A National Academy of Engineering member known for her work to highlight statistical rigor and mathematical probability in infrastructure design and risk management will present the 2018 Stueck Lecture at Missouri S&T later this month.
Dr. Suzanne Lacasse, technical director of the Norwegian Geotechnical Institute and a member of the national engineering academies in the U.S., Canada, Norway and France, will discuss “Reality-based design for robust geotechnical practice” at 2:30 p.m., Friday, April 20, in Room 125 of Butler-Carlton Civil Engineering Hall, 1401 N. Pine St. The event is free and open to the public.Lacasse plans to illustrate probabilistic and reliability-based design methods with case studies involving dam design, landslide runout, foundations of a historical ship museum and offshore installations.
“The working stress design method based on an overall factor of safety has been used for a long time,” she says. “More recent alternative design methods are the load and resistance factor design method in North America, and the characteristic values and partial safety factors approach in Europe.
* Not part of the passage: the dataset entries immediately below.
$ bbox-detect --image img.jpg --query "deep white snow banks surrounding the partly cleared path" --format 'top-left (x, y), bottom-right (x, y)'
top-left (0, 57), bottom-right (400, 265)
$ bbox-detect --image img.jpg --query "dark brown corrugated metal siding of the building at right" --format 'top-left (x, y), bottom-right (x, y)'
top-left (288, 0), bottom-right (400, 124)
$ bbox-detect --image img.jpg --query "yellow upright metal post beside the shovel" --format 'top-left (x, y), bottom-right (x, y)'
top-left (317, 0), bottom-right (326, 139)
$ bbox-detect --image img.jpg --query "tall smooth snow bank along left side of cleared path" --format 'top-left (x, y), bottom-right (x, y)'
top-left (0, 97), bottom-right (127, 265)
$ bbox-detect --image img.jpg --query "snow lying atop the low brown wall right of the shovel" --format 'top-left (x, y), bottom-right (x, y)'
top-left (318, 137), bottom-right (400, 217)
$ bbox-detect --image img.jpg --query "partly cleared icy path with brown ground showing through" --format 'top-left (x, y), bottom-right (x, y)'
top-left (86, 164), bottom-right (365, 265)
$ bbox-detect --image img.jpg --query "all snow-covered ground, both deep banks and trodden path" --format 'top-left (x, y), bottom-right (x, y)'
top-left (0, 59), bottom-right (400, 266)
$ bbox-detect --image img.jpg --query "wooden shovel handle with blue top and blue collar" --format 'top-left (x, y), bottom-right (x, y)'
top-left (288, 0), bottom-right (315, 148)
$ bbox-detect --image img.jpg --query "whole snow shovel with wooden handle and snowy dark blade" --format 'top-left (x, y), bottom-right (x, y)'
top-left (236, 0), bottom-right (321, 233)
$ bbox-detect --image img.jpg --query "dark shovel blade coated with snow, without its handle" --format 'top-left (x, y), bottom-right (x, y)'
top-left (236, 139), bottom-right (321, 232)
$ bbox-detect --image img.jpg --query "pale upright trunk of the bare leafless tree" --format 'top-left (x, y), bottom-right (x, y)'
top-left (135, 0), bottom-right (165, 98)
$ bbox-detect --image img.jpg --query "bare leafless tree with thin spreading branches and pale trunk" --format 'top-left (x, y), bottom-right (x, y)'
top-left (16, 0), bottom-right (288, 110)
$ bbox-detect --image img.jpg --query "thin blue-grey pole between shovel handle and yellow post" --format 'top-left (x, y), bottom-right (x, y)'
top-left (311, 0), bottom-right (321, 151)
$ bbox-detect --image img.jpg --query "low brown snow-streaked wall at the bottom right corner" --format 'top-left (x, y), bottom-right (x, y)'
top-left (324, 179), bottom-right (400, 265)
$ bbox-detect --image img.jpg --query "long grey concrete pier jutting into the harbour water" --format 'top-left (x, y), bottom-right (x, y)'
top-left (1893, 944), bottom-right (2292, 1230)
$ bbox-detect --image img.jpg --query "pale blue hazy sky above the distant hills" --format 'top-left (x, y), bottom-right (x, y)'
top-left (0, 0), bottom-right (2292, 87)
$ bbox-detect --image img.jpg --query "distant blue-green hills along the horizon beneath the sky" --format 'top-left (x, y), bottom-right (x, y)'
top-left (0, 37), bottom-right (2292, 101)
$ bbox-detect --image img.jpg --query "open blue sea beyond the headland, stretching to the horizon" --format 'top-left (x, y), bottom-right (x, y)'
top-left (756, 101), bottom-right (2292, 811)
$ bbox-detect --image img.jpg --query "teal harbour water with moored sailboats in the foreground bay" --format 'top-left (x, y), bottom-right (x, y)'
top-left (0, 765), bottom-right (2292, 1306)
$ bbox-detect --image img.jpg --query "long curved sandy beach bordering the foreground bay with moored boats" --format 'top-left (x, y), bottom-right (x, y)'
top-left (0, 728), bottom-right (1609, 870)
“A more rigorous approach is the reliability-based design approach using a target annual failure probability or target reliability index,” Lacasse adds. “This approach has the advantage of reflecting explicitly the uncertainty in the analysis parameters and their correlation.”
A native of Quebec, Canada, Lacasse studied civil engineering at Ecole Polytechnique de Montreal and the Massachusetts Institute of Technology. She is an honorary professor at Tongji University in Shanghai, China, and Zhehjiang University in Hangzhou, China, and is the author of over 300 scientific papers. She spent 20 years as managing director at the Norwegian institute before assuming her current role.
The lecture is presented as part of the Neil and Maurita Stueck Distinguished Lecture Series for Civil, Architectural and Environmental Engineering at Missouri S&T. The series is made possible by a fund established by Maurita Stueck to bring additional outside perspectives to S&T students, and to honor her late husband, a 1943 civil engineering graduate of the university.